1 teaspoon cumin seeds
1 teaspoon coriander seeds
1 teaspoon fennel seeds
1 teaspoon black peppercorns
1/2 cinnamon stick, broken up
A pinch of cayenne pepper
3 teaspoons paprika
1 garlic clove, finely crushed
2 teaspoons fine sea salt
2 pounds ground lamb shoulder
For the spiced yogurt:
1/2 teaspoon cumin seeds
1/2 teaspoon coriander seeds
1 cup Greek yogurt
A tiny scrap of garlic, crushed with a little sea salt
A dozen fresh mint leaves, finely shredded
A pinch of sea salt
1 tablespoon sesame seeds
1 Baguette, cut into 4 pieces
1 head Little Gem lettuce, leaves separated and washed
Some cucumber slices
1 small red onion, very finely sliced
In a dry saute pan, toast the cumin, coriander, and fennel seeds, peppercorns, and cinnamon until fragrant, about a minute or so. Grind to a fine powder, then combine with the cayenne, paprika, garlic, and saltl. Add the ground lamb and mix thoroughly with your hands. Let stand for at least an hour for the flavors to develop.
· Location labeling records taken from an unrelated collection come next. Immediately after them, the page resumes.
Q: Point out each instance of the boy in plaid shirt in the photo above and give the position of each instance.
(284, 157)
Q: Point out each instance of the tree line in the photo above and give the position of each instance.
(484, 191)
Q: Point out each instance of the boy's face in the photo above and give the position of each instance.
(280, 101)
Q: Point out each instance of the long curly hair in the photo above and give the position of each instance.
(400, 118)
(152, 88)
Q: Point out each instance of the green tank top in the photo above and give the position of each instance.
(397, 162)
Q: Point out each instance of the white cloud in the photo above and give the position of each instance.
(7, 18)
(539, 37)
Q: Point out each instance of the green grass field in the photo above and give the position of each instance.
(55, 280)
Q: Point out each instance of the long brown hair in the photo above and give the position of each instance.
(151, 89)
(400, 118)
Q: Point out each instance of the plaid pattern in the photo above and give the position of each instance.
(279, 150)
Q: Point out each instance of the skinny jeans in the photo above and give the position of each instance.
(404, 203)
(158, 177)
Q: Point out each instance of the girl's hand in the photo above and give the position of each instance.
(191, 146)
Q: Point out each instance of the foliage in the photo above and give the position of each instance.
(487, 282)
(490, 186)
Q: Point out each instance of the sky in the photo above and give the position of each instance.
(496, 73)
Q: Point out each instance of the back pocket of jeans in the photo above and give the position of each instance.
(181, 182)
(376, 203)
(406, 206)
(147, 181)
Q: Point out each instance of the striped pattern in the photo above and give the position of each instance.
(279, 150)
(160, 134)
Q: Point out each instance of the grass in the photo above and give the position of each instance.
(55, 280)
Meanwhile, for the spiced yogurt, toast the cumin and coriander seeds in the pan you used for the burger spices. Grind to a fine powder, then stir into the Greek yogurt with the garlic, mint, and salt. Toast the sesame seeds in the same pan over medium heat until golden, shaking the pan as you go, for a minute or two. Leave to cool down a bit, then sprinkle over the yogurt.
Shape the lamb into 8 burgers about 3/4 inch thick. Lightly brush with oil, then place on a grill over high heat. For a medium-rare burger, you will probably need to grill for 3 to 4 minutes, then flip it over and cook the other side for a couple of minutes.
Let the burgers rest for a few minutes while you warm up the baguette pieces.
Slice the baguette pieces. Spoon the yogurt dressing into the baguettes, followed by the lettuce, cucumber, onion and lamb burgers.